Décidément le baron avait eu tort de se rendre à l'invitation du prince Seratoff, et il aurait été beaucoup plus sage à lui d'écouter son inspiration première, qui lui conseillait de rester tranquillement dans son fauteuil. Comment n'avait-il pas deviné, après la rupture qui avait eu lieu entre lui et madame de Lucillière, qu'une invitation de celle-ci ne pouvait être que dangereuse!
Maintenant qu'il avait commis la sottise de se rendre à cette invitation et de venir dans cette loge, quand et comment en sortir?
Comme il se posait cette question, la porte de la loge s'ouvrit, et le duc de Mestosa s'avança vivement vers la marquise, en homme heureux de voir la femme qu'il adore.
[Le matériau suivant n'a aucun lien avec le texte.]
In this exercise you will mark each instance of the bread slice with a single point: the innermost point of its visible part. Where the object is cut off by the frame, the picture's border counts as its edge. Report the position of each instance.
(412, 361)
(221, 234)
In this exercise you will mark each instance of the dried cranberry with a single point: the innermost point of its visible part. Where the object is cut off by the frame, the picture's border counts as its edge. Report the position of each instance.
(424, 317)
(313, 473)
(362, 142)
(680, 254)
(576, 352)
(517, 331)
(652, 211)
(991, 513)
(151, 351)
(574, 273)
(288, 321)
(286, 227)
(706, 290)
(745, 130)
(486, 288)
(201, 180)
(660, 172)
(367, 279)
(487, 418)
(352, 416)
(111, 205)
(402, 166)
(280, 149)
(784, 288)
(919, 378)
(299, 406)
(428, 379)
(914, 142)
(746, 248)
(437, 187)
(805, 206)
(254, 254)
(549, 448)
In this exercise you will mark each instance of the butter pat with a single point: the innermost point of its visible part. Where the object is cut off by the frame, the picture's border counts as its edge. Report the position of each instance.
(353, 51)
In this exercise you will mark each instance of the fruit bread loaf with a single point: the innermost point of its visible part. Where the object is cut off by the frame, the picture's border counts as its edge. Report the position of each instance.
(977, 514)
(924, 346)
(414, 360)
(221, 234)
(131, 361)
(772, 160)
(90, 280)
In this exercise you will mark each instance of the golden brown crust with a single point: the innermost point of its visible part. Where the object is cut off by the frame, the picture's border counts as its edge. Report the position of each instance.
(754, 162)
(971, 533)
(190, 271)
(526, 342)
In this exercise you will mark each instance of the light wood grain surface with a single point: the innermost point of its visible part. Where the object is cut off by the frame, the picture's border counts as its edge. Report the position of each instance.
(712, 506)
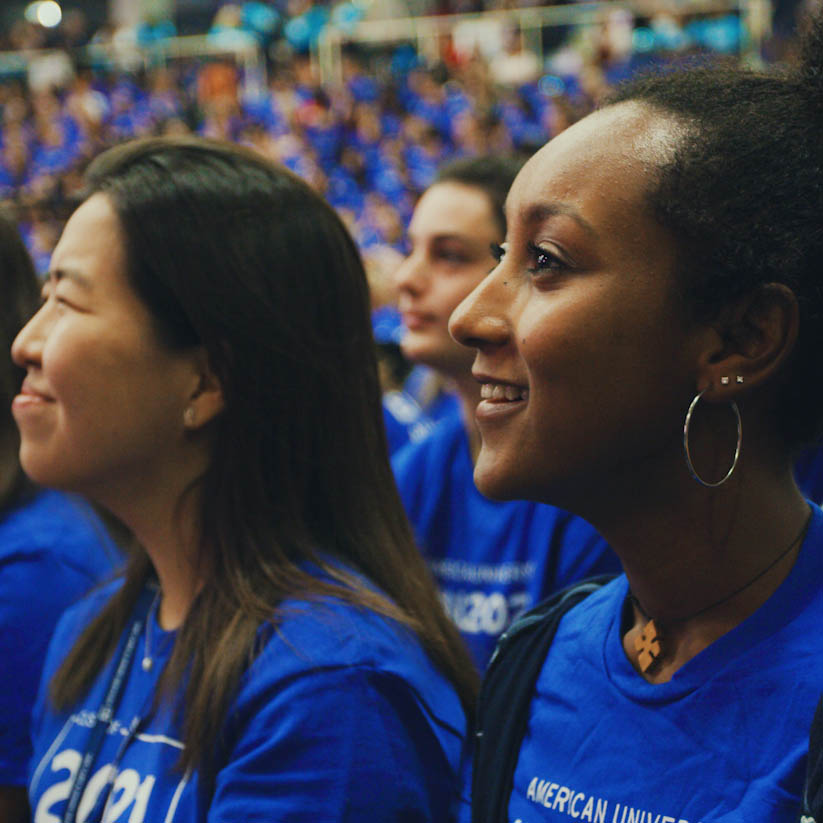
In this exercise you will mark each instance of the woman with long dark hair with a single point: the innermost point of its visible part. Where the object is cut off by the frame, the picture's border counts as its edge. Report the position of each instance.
(203, 368)
(648, 349)
(53, 548)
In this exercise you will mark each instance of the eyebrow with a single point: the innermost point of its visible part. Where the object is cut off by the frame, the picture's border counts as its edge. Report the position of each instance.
(71, 274)
(542, 211)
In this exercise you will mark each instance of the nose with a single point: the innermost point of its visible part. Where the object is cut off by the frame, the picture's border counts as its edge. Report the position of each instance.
(27, 346)
(411, 275)
(480, 321)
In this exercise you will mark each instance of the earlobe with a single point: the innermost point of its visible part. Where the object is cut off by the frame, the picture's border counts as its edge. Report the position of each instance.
(755, 339)
(206, 400)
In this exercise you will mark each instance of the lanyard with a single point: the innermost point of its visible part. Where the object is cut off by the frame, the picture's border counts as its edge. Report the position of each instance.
(108, 706)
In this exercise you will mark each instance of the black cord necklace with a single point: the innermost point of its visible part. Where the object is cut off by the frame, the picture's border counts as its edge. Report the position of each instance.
(649, 643)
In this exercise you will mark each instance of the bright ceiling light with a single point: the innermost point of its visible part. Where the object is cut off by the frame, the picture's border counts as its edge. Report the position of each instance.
(47, 13)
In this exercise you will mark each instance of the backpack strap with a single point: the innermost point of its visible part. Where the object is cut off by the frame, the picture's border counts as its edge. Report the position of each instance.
(505, 697)
(813, 790)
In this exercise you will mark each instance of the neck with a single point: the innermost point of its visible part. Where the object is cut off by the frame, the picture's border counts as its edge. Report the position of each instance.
(164, 520)
(702, 565)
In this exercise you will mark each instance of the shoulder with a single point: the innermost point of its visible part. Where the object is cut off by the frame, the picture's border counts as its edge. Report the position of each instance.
(341, 643)
(444, 440)
(582, 604)
(77, 616)
(61, 529)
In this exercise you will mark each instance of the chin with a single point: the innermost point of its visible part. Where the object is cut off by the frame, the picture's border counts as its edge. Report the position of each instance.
(494, 480)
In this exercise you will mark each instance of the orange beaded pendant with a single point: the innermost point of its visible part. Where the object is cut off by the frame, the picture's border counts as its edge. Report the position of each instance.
(647, 643)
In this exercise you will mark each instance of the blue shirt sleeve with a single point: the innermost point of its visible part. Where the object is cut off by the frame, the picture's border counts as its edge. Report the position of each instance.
(331, 745)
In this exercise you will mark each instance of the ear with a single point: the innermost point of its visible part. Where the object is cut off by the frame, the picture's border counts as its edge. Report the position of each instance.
(205, 400)
(752, 341)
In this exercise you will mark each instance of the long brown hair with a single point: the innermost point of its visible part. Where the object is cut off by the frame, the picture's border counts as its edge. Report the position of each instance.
(236, 254)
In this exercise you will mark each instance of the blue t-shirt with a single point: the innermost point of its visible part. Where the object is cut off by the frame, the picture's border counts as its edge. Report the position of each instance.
(405, 421)
(53, 549)
(724, 741)
(342, 717)
(491, 559)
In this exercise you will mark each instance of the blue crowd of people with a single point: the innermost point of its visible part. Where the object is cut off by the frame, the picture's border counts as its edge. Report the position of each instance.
(430, 446)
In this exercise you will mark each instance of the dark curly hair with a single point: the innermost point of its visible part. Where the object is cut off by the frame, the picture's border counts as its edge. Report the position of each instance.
(743, 197)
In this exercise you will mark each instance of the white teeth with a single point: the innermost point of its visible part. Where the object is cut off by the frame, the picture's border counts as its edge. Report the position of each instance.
(498, 391)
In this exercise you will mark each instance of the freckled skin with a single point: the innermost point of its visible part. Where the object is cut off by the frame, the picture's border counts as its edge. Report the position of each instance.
(603, 347)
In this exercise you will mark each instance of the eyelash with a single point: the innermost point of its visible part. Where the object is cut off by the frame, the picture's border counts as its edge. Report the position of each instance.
(550, 262)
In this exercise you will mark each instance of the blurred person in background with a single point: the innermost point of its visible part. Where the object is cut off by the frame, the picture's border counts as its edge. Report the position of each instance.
(491, 560)
(53, 548)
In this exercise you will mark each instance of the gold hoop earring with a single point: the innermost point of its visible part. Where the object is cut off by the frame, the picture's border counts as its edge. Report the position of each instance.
(689, 463)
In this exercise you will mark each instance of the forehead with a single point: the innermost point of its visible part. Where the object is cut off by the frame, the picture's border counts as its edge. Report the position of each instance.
(602, 166)
(451, 208)
(92, 234)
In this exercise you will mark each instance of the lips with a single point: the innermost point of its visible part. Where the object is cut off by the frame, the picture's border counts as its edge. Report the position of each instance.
(503, 392)
(29, 395)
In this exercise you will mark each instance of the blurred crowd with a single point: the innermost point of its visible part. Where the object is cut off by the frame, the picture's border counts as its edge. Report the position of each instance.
(370, 143)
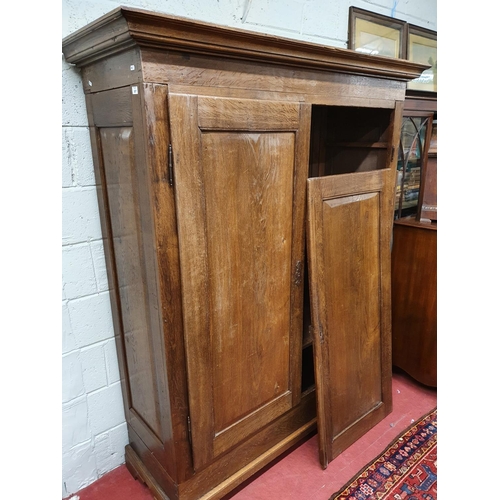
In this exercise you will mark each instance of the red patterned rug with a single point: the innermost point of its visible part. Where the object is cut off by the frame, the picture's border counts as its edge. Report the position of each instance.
(407, 469)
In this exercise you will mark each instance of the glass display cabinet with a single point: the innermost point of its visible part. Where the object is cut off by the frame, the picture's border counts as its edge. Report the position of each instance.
(414, 245)
(415, 139)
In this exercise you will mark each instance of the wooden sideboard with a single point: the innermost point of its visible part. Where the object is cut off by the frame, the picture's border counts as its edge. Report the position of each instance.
(208, 143)
(414, 253)
(414, 299)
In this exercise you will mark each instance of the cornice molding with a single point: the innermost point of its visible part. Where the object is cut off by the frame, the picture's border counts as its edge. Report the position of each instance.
(125, 27)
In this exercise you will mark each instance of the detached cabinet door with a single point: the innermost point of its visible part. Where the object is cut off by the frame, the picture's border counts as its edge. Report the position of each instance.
(349, 230)
(240, 182)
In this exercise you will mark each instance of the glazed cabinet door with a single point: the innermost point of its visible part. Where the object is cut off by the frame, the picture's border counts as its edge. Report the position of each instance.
(240, 180)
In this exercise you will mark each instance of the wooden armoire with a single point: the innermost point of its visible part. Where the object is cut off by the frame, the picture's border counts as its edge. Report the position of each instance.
(218, 154)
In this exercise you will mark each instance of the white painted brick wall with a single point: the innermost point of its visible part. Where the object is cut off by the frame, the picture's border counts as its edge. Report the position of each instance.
(93, 426)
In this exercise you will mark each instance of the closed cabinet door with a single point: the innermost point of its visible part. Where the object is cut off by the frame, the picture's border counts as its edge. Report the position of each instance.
(240, 183)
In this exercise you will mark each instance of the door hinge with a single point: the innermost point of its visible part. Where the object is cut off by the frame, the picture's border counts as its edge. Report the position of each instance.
(189, 431)
(170, 165)
(298, 273)
(321, 335)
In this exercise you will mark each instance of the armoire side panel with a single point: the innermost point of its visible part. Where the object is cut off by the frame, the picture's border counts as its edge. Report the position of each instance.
(117, 146)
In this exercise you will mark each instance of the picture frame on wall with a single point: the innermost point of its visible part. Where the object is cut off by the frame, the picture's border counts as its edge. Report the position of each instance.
(375, 34)
(422, 48)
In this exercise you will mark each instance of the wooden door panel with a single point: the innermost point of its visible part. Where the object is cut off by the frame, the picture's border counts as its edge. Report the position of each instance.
(348, 243)
(236, 184)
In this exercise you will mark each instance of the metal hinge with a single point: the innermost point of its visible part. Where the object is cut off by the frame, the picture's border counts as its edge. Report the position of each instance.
(170, 165)
(189, 431)
(321, 335)
(298, 273)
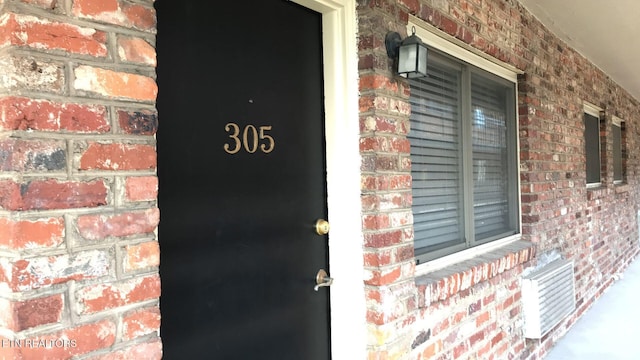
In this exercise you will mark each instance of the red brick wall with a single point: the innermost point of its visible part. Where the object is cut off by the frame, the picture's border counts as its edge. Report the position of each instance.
(78, 185)
(475, 310)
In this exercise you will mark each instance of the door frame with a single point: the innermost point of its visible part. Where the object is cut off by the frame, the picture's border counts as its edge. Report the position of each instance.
(346, 257)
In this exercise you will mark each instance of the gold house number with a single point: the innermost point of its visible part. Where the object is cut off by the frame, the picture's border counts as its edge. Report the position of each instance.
(252, 139)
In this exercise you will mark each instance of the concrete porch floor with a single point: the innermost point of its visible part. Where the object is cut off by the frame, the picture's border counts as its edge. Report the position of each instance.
(611, 328)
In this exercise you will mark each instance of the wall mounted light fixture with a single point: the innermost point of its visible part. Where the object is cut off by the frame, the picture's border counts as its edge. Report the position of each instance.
(409, 54)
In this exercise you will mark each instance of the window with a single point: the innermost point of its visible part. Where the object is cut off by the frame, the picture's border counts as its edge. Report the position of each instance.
(592, 143)
(616, 129)
(464, 157)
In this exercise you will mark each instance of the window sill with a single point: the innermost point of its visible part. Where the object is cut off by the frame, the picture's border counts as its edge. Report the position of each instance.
(446, 282)
(622, 188)
(596, 193)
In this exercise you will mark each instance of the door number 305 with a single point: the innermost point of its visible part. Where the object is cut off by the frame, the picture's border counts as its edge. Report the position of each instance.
(250, 139)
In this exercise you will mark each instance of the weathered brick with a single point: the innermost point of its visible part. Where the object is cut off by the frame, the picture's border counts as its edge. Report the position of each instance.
(43, 115)
(140, 323)
(35, 273)
(54, 194)
(143, 122)
(116, 12)
(118, 157)
(141, 256)
(141, 188)
(384, 276)
(27, 30)
(136, 50)
(30, 234)
(39, 311)
(72, 342)
(114, 84)
(30, 73)
(382, 239)
(98, 227)
(151, 350)
(100, 297)
(32, 155)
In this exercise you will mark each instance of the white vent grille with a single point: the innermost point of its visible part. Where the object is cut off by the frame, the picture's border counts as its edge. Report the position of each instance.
(548, 296)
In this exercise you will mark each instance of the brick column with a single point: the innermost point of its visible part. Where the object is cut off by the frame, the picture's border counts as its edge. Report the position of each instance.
(386, 186)
(78, 251)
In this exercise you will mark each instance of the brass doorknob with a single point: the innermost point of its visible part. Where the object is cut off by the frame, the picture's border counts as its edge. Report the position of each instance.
(322, 280)
(322, 227)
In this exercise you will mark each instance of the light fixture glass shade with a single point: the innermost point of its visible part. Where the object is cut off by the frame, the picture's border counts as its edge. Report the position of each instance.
(412, 58)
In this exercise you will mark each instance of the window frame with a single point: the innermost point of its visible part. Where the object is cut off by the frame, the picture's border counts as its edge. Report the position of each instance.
(596, 112)
(476, 61)
(618, 149)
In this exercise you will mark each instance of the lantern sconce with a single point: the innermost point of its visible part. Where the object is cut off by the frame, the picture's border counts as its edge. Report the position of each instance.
(409, 54)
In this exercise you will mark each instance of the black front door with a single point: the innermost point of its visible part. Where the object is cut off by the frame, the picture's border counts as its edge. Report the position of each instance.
(242, 180)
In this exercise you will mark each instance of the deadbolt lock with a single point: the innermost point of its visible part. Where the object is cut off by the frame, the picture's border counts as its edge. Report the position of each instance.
(322, 227)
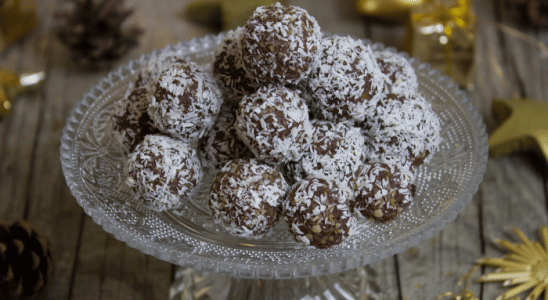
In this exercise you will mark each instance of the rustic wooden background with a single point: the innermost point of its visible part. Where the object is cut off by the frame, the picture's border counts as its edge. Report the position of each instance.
(91, 264)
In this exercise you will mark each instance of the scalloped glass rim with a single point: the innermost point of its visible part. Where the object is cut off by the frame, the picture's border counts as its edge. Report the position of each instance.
(344, 258)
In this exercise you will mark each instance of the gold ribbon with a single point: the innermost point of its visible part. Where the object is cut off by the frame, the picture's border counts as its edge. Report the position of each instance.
(434, 13)
(12, 85)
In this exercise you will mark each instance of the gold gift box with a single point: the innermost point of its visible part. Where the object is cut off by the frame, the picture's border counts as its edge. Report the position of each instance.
(17, 18)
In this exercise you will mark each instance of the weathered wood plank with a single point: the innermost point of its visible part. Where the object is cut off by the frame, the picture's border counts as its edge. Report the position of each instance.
(107, 268)
(17, 131)
(513, 196)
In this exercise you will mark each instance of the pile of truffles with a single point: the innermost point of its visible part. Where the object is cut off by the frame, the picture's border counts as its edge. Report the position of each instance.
(316, 131)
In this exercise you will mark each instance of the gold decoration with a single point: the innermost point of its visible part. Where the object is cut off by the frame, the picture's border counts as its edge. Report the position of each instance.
(12, 85)
(17, 18)
(526, 266)
(525, 126)
(228, 13)
(442, 33)
(390, 10)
Cette visite redoubla l'embarras du baron, car il connaissait madame de Lucillière et ses habitudes: c'était toujours publiquement qu'elle s'expliquait avec les gens dont elle croyait avoir à se plaindre, et elle le faisait avec un esprit diabolique qui lançait des allusions et les mots acérés d'une façon cruelle. Qu'elle eût tort ou raison elle arrivait toujours à mettre les rieurs de son côté, et l'on ne sortait de ses jolies griffes roses que déchiré aux endroits les plus sensibles, avec des blessures ridicules. Que de fois n'avait-il pas ri lui même de ses pauvres victimes!
Maintenant c'était son tour de recevoir ces blessures sans pouvoir les rendre. Il se leva pour céder la place au duc.
Mais de la main elle le retint.
—J'ai à peine commencé la confidence que j'ai à vous faire, dit-elle.